Data design

In this sprint we will design our data pipeline, this will include what data we will sync to Algolia and how often we update it. By the end of this sprint we will have all of our data live in Algolia. Once you have completed the tasks below you are able to move onto the next sprint.

Data Pipeline & Indexing image
Team members

Depending on the size of your company, some of these roles may be the same person. This sprint it is important we identify these roles and get in contact with them.

Project Manager

Planning and project oversight

Systems Architects

Analyze and design IT components

Back End Engineers

Build application business logic, server scripts and API’s

First we will review our mock-ups created in the previous sprint and identify all of the data types that we have included. For instance, have we included articles, products, FAQ? Any data type we want to be able to search we must create an index for.

Within the types of data that we want to upload we have 4 types of attributes that should be uploaded: searchable data, filterable data, display data and business data.

It’s important at this phase to identify any business data that can be included on the records. This could be any metrics that are important to how you want the results to be ranked. Examples include: number of clicks, margin, date released, distance from user etc. It is possible that these metrics might be handled in a different system.

Now we know all of the data types we want to sync into Algolia we need to think about how we want this to be structured and how often it needs to be updated.

All of the best practices are covered in this webinar, including how to handle different ranking strategies such as ‘sort bys’. It is likely the data you have will require some transformation. There are some use cases, such as handling multiple languages that will also require specific indexing strategies.

At this point it makes sense to create a system diagram with a view of what will pass between systems and how often.

The tools we use to build our pipeline will depend on the systems we are trying to pull data out of. For each type of data, identify the system you will need to access and check the relevant section below.

Out of the box connectors

Algolia supported:

Shopify logo


The first step of setting a Shopify integration is setting up a full reindex. Once you have validated your Algolia account you can trigger this straightaway. This will create 3 indices; products, pages and collections. If you want to enrich this data further with data from an API or 3rd party system you can utilise metafields, if you want to enrich with data directly managed in Shopify, use named tags. If you have the option, we recommend named tags as metafields can slow the indexing process.

Adobe Commerce (Magento)

Adobe Commerce (Magento)

The first step of setting an Adobe Commerce (Magento) integration is to install the extension, add your credentials, enable indexing, and push your initial data to Algolia. If you will need to transform data then install the CustomAlgolia extension at the same time.

Salesforce Commerce Cloud

Salesforce Commerce Cloud

The first step of setting the SFCC integration is to download, install, and set up the Algolia cartridge. Please note that you made need to customize the indexing scripts within the cartridge to get specific, non-default data indexed to Algolia.  

Community supported:

If you are unable to utilise one of our out of the box integrations, you can check out connector options that are built by third party and community that suit your needs. 

Do it yourself

If you are unable to utilise one of our out of the box connectors, we will need to utilise the API clients to ensure that we can sync the desired data into Algolia. Our API clients contain all the indexing methods you will need are available in PHP, Ruby, Javascript, Python, Swift, Kotlin, Android, .NET, Java, Go and Scala. 
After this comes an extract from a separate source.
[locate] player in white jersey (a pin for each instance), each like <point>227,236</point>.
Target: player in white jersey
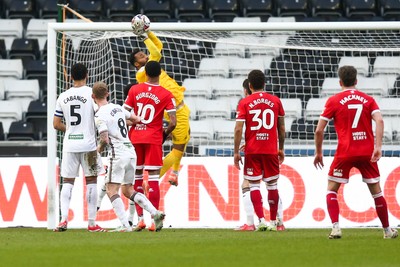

If the system with the required data has an integration point where we can utilise one of the API clients listed above this is an optimum point to index to Algolia. 

If we can access the changes to the data (deltas) we can utilise addObjects, partialUpdateObjects and deleteObjects.

If we can only access the entire database we can utilise replaceAllObjects.

Algolia crawler

You are a good fit for the Algolia crawler if you have static, html content you want to index, for instance this is a great way to index data for a site search implementation. However, this is best implemented if you are able to enrich it with ranking data from Google Analytics or Adobe Analytics.

All configuration is managed in the crawler editor as a json file. Once you have set up your startUrls and sitemaps you can run the crawler and use the path explorer and data analysis to figure out which urls have been crawled and haven’t. Then you can change the configuration to ensure all required urls are crawled.

Once all required URLs are being crawled you can configure how these records are extracted in a javascript function within the configuration.

Now we have our data into Algolia the next step is to put in some initial configurations so that we can test our relevance within the dashboard. The three key areas to setup are the searchable attributes, attributes for facetting, and attributes to retrieve.